ReNu Life does great work with very limited funds, Bell said. Also, there are issues with the building, he said.
"They house a lot of traumatic brain injury patients," Bell said. "They were having some challenges on what to do with their building so I was able to secure them a half million dollars last year to support their operations in funding a building or rehabbing the building they currently have.
"This ($50,000) was an additional appropriation to help with that. They fill a niche that was really void. I am just glad I was able to help a little bit."
Also of local importance is that the budget fixes the low-wealth school funding formula, Bell said.
Wayne County Public Schools had been facing the loss of $2 million in low-wealth funding because the county's tax rate does not meet the threshold required to receive the funds.
The fix not only fully restores Wayne County's low-wealth school funding, but increases it by nearly $700,000 in reoccurring dollars over the current level.
A state law exempts counties with military bases and a student population of at least 23,000 from the low-wealth formula. Currently, that applies only to Cumberland County, the home of Fort Bragg, and Onslow County, home of Camp Lejeune.
The new budget lowers that number to 17,000 and mandates that Wayne County be held harmless to the sum of $7,642,721 -- the same amount the county received in fiscal year 2012-13.
The $23.9 billion state budget includes a $700 million increase in public education funding, large pay raises for state employees and educators, an additional $60 million in Hurricane Matthew relief and $35 million for new school safety initiatives, Bell said.

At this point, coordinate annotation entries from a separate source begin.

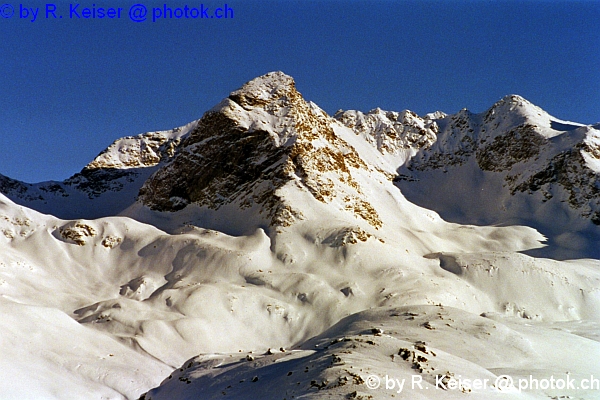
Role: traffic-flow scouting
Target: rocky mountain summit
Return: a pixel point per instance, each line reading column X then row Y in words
column 513, row 163
column 269, row 250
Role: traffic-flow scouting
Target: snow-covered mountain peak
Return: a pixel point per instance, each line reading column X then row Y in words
column 141, row 151
column 391, row 132
column 259, row 146
column 264, row 89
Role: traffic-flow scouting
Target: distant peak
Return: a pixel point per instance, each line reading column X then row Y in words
column 514, row 102
column 264, row 89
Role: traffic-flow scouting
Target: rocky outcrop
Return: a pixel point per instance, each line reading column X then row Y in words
column 261, row 138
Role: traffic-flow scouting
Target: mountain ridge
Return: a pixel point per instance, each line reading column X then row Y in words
column 266, row 250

"This is a great budget for the people of eastern North Carolina and hard-working families across the state," Bell said. "Our budget further invests in public education, funds new school safety initiatives, raises teacher and state employee salaries and directs more funding for Hurricane Matthew victims -- while also providing tax relief for families and job creators and saving money for future disasters and economic downturns.

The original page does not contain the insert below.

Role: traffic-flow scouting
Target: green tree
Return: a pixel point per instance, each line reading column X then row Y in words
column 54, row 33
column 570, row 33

"It also includes key investments in House District 10 that I fought for that encourage economic development and improve the quality of life for my constituents and communities across eastern North Carolina."

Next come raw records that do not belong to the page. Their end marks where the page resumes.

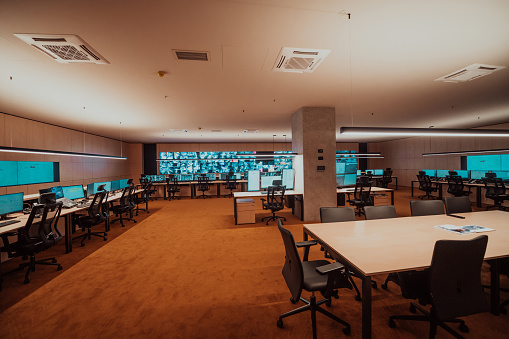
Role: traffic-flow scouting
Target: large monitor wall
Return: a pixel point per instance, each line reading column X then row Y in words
column 219, row 162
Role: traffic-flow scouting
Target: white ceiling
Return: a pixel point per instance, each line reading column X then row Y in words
column 380, row 71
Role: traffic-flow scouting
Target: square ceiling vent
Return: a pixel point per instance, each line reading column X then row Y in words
column 470, row 73
column 63, row 48
column 299, row 60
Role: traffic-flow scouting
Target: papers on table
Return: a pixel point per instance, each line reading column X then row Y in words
column 467, row 229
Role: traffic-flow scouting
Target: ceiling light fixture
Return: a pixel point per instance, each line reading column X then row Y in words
column 501, row 150
column 48, row 152
column 381, row 131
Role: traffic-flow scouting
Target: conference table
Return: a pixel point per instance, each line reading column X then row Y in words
column 262, row 194
column 383, row 246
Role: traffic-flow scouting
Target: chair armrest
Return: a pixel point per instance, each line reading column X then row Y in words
column 326, row 269
column 307, row 243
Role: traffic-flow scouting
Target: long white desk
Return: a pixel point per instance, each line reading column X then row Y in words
column 371, row 247
column 261, row 194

Bell said he was proud to support this "responsible, pro-growth budget" that will meet the state's needs and ensure that it remains on a sustainable path that has led to a surging economy and record budget savings.
Other funding going to House District 10 includes:
* $2 million for the Lift Fan Facility Project at Cherry Point Marine Corps Air Station.
* $17 million for Global TransPark, Kinston.
* $10,000 for Friends of the Homeless Shelter, Kinston.
* $12,500 for SAFE of Lenoir County.
* $40,000 for Lenior County United Way.
* $25,000 for the town of Hookerton.
* $25,000 for the town of Snow Hill.
* $25,000 for the town of Walstonburg.
Other budget highlights are:
* $60 million new funds for Hurricane Matthew disaster relief. (State disaster relief funds now total more than $360 million since Hurricane Matthew.)
* $10 million for infrastructure grants for the Golden LEAF Foundation.
* A fifth-consecutive teacher pay raise averaging 6.5 percent.
* A $700 million increase in public education funding.
* $3,150 average principal pay raise.
* $35 million for school safety initiatives.
* $241 million lottery funds to build or upgrade school facilities.
* A new baseline salary of $31,200 for all state employees.
* A 2 percent raise for most state employees and a cost-of-living supplement for retirees.
* $10 million investment in broadband access for rural communities.
* 99 percent of North Carolina families will pay lower state income taxes, or no taxes, in 2019.
* 5.25 percent new state income tax rate, down from a top rate of 7.75 percent since 2011.
* A 4 percent pay raise for all corrections officers.
* $44,000 starting pay for state troopers. (In six years of service a State Trooper will reach top of pay scale $64,202.)
* $15 million for security and safety improvements in state prisons.
* $161 million added to state's rainy day fund for emergencies, which is now at a historic high of $2 billion.